An exercise to write a program to output the Top N numbers from a large file.
This solution assumes memory is constrained so an External Merge Sort (https://en.wikipedia.org/wiki/External_sorting) is used. The input file is read in “chunks” into an array. Once the array is full, the data is then sorted using an optimized quicksort that forgoes sorting data that is known to be lower than the top Nth number in that array. As we only require the top N numbers, only the top N numbers found in the partially sorted array are written to disk (from highest to lowest) and the remaining numbers are discarded. This process is repeated until the input file is read to the end. A K-way merge is then performed to read the TOP N numbers from the sorted chunks. Data from each chunk is read in small batches into a queue. Each queue is then peeked at to see which contains the largest number. Once the queue with largest number has been identified, it is dequeued and the number is output. When a queue is emptied, it is repopulated with another batch of data from its corresponding chunk. Once the TOP N numbers have been found, the merge is abandoned and the chunks are deleted from the disk. The quick sort average performance is O(n log n) and worst case O(n2). The merging operation performance is O(n). Space complexity is constant as the maximum memory allocation is fixed (see chunk size below).
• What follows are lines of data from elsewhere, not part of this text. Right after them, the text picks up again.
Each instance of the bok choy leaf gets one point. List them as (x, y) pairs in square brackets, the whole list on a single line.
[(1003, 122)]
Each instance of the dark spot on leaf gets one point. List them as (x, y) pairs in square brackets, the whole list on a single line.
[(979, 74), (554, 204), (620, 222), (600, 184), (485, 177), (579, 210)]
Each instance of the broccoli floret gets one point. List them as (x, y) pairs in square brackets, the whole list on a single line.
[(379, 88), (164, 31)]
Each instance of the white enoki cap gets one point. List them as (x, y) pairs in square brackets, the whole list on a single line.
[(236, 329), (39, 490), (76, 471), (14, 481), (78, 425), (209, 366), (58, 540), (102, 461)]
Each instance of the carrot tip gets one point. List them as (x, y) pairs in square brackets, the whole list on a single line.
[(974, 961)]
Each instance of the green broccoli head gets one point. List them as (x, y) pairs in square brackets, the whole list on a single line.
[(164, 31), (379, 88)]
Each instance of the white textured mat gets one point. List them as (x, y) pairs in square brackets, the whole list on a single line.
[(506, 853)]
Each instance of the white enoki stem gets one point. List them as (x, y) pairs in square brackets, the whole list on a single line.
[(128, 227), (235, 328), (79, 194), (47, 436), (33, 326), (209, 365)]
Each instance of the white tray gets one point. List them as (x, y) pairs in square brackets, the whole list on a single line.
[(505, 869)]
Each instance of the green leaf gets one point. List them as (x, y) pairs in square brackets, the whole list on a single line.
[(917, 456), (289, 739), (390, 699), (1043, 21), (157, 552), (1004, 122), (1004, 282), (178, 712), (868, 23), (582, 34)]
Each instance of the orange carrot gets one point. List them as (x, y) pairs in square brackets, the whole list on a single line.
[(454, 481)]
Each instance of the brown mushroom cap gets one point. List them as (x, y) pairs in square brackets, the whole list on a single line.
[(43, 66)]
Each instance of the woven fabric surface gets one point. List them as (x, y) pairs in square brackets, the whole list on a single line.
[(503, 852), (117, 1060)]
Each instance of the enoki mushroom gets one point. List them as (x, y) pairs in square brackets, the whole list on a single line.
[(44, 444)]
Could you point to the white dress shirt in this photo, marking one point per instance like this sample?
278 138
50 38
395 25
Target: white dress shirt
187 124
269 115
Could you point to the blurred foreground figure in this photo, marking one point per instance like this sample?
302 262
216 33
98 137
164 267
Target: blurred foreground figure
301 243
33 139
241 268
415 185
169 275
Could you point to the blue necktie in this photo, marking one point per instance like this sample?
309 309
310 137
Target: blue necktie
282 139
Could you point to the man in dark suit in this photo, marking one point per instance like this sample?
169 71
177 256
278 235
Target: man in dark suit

- Program does not have to return distinct TOP N numbers (duplicates are acceptable)
- Disk space is not constrained
- The chunk size (amount of data that can be loaded into memory) should proportional to the available RAM. I have set the chunk size to 50,000,000 numbers. A memory profile should be performed to tune the optimal chunk size.
- NUnit unit tests are included
- A simple command line utility is included to generate unsorted data files
- If the entire file can be read into a single chunk, then sort it and return the TOP N without writing to disk.
- Rather than reading a chunk into memory and sorting it before writing it to disk, unsorted chunks could be written to disk and then the sorting operations could be distributed and run in parallel.
- Allow setting the chunk size from tests to validate merging functionality in less time by using smaller data files.
- Cleaning up leftover chunks in the case of an exception occurring.